A alternativa encontrada foi também ter os pais como foco do trabalho. Segundo a presidente do Care, a também cooperada Vaneide Santos, o primeiro passo foi arrumar um lugar mais para trabalhar fora do lixão. Foi sugestão dos próprios cooperados manter o trabalho de reciclagem. “Era isso que a gente sabia fazer”, conta. Além da conscientização, as 42 famílias que residiam no lixão ganharam casas próprias e um galpão equipado para iniciar as atividades.
De acordo com Aragão Brito, agente do Programa do MP e que acompanha até hoje o trabalho do Care, “quando se fala de resgate da cidadania, não é dentro da lixeira. Queríamos mostrar uma sustentabilidade mais digna, que eles poderiam trabalhar com o lixo, mas não dentro da lixeira”.
A criação da cooperativa veio acompanhada de outras iniciativas. Muitos dos cooperados não possuíam nenhuma espécie de documentação, e alguns nem ao menos sabiam qual era sua família de origem. “Quase não se cria a cooperativa, por falta de documentos das pessoas. Ainda nos deparamos com o analfabetismo, que era outro problema entre eles”, lembra Aragão. Ele ainda recorda problemas como alcoolismo e dependência química de alguns cooperados, que acabaram sendo afastados do projeto até se recuperarem. “Eles foram encaminhados para casa, mas sabem que têm a oportunidade de voltar”, explica.
Hoje, são 32 cooperados atuantes, alfabetizados, registrados e com seus filhos na escola. Eles já não freqüentam mais o lixão e fazem um trabalho de coleta seletiva, visitando bairros já conscientizados sobre o assunto. Mas grande parte do seu material ainda vem de doações de empresas parceiras e instituições públicas. “Não pedimos dinheiro, mas lixo”, ressalta Aragão. Atualmente, são recolhidas 350 toneladas de lixo por mês na cidade, mas a Care só arrecada 30 toneladas. “A coleta seletiva doméstica ainda é muito tímida”, lamenta Aragão.
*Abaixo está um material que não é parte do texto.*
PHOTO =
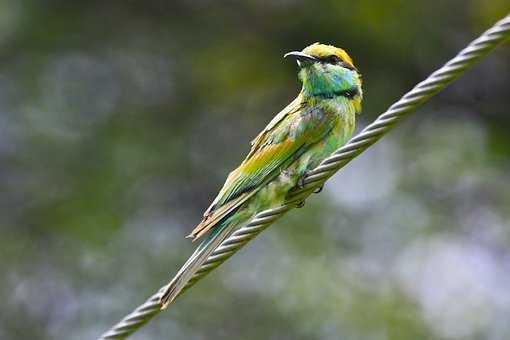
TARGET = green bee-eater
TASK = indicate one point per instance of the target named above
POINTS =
(310, 128)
Todo o trabalho da Care é gerido pelos cooperados, e o dinheiro resultante do material reciclado é dividido igualmente entre todos, sem distinção de cargo. O espaço por eles ocupado tem capacidade para abrigar até cem cooperados. O desejo é que se possa integrar as outras famílias cadastradas em 1999 e que ficaram de fora do projeto. “Queremos trabalhar a coleta seletiva, conscientizar, para ajudar e dar trabalho a essas pessoas”, projeta Aragão.
Além da cooperativa
Dentro do projeto da Care, ainda existe o programa Recriarte, voltado para os filhos dos cooperados. As metas da iniciativa incluem melhorar os níveis de freqüência e de rendimento escolar, recuperar a auto-estima dos atendidos e melhorar a interação entre o grupo, as famílias e a comunidade.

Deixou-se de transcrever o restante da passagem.